After a hurried explanation from me, Dr. Bill the PT explained how my neck issues and nerve damage had caused foot drop which in turn led to my fall. Post-diagnosis Bill reverted to my husband and VBFF, promised to call back in an hour,  said me he loved me and would be home by seven. I then became acquainted with Officer Chris. She was a delight. Told me about her upcoming class reunion and I discovered we had quite a lot in common. After a rather exciting roundabout route to avoid a long train, we arrived at the drugstore. She gave me contact info and once more inquired if I needed to go to the hospital. Both of us were laughing when I climbed out. I saw a man on the curb across the street, staring intently. But he wasn't nearly as interested as the woman who walked outside as I exited the patrol car.
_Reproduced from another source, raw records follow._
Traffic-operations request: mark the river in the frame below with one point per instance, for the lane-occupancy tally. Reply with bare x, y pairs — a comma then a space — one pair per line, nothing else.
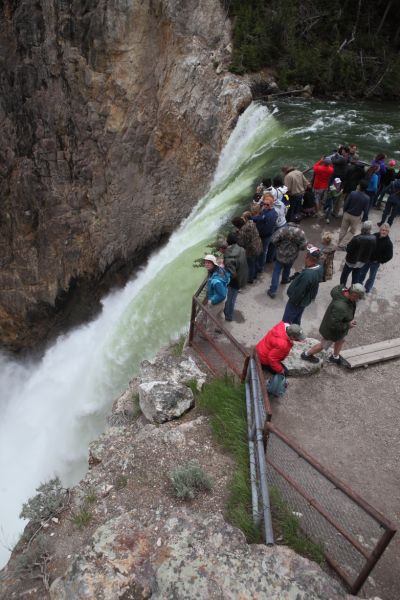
51, 409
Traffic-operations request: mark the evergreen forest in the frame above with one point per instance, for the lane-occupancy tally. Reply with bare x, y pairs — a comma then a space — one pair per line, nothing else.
345, 46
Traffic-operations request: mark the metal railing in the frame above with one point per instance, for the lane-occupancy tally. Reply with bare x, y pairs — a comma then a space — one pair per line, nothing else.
352, 533
256, 418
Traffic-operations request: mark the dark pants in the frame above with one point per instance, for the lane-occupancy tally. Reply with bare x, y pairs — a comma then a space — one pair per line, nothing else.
230, 303
278, 268
293, 313
252, 266
373, 269
295, 205
392, 209
355, 275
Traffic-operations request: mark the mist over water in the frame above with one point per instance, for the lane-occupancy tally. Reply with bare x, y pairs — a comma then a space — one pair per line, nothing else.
51, 409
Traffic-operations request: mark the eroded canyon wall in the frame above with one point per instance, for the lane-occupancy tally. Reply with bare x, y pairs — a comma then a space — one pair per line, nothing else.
112, 117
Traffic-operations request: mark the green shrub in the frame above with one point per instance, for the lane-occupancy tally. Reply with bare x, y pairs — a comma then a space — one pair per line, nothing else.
82, 517
188, 480
224, 400
50, 498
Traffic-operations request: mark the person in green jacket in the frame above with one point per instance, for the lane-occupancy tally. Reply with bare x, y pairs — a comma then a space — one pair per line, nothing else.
304, 287
337, 320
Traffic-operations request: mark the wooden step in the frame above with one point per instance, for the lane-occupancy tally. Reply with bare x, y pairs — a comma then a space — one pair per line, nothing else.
371, 353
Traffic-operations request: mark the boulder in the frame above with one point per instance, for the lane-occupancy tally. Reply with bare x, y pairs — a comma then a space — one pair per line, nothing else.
177, 369
162, 401
189, 555
296, 365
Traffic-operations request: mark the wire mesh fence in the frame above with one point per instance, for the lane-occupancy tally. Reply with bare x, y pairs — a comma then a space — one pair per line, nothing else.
352, 533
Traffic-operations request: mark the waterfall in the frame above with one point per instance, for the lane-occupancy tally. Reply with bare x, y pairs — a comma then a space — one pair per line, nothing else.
51, 409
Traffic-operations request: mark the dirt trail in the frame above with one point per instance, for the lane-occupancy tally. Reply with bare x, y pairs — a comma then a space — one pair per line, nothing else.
349, 420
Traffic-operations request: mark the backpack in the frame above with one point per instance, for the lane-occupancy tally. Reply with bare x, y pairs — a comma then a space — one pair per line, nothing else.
277, 385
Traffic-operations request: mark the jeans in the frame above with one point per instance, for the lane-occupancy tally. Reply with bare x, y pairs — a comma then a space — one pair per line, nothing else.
278, 268
355, 275
293, 313
230, 303
262, 258
392, 209
295, 205
252, 266
372, 267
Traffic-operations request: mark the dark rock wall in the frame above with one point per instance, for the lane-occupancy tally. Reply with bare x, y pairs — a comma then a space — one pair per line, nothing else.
112, 116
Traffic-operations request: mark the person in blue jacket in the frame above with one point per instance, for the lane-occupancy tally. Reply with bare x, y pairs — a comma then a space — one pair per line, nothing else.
217, 289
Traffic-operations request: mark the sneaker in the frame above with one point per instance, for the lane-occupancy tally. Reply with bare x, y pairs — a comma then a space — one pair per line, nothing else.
335, 361
309, 358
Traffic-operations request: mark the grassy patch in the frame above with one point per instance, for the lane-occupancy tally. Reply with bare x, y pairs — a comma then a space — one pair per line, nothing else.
224, 400
287, 526
189, 479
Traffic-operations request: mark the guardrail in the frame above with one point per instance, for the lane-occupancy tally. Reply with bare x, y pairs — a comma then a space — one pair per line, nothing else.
199, 318
353, 534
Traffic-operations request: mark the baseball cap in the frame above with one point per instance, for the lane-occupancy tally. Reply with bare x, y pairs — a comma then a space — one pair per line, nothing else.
313, 251
357, 288
295, 331
211, 258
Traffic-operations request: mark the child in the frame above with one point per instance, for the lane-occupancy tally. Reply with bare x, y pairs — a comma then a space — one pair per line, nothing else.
333, 194
327, 254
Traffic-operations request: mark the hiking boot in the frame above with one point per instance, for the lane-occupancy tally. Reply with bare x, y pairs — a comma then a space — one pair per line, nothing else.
309, 358
335, 361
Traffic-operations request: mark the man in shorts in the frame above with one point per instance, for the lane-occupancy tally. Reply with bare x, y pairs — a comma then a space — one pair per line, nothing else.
338, 320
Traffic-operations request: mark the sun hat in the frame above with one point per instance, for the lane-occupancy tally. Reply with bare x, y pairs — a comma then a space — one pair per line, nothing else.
295, 331
211, 258
359, 289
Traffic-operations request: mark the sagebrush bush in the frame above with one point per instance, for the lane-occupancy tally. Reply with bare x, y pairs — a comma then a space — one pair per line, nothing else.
50, 498
189, 479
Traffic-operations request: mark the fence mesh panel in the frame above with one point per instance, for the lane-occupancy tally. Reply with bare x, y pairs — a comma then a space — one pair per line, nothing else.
351, 517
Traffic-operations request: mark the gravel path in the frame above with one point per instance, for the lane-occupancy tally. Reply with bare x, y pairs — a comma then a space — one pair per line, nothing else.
348, 420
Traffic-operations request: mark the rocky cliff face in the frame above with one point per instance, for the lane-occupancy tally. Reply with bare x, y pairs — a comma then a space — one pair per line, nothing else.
112, 116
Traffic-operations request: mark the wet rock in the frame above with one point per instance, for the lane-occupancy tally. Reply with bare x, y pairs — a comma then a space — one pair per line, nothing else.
112, 123
296, 365
162, 401
189, 556
172, 368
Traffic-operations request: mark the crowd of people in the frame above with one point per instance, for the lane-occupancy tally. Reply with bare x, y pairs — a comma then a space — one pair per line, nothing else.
341, 186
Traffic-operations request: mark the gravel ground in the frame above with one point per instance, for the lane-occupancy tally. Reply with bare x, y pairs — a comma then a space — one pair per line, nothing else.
348, 420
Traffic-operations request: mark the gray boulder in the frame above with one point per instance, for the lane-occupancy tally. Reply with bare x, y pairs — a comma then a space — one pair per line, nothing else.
188, 556
296, 365
162, 401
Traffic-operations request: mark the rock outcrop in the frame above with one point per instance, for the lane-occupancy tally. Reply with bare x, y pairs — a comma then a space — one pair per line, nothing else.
188, 556
112, 117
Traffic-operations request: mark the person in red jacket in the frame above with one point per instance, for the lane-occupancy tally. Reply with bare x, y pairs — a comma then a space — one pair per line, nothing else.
323, 171
276, 345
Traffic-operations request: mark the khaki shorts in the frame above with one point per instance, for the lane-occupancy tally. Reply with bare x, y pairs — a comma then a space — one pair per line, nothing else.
328, 343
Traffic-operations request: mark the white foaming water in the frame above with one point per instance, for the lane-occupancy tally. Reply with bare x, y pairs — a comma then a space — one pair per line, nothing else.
51, 409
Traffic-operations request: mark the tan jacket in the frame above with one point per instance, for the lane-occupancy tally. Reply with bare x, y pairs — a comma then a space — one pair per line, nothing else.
296, 182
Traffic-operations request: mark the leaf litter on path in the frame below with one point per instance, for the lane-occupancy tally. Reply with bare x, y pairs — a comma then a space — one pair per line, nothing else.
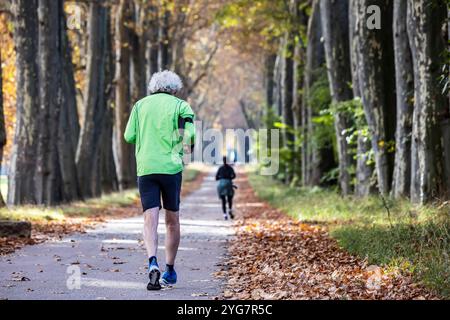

Inside, the checker, Catherine, noticed my rips and scrapes. Another assurance was forthcoming. That morning Catherine, the widowed black mother of two, became my first regular "neighbor" in Marina Bay. Next time she saw me she told me she'd been praying for me. Until she transferred earlier this year, every trip to CVS was a hugfest.

Remember the gentleman seated on the curb? Well, when I walked out with my first-aid supplies, he called out, "You must rate. Pick up and delivery!" I waved again and limped home.

And that is how I ended up in the backseat of a Richmond police car and met my very own Kris Kringle, Officer Chris, and the Three Wise Guys.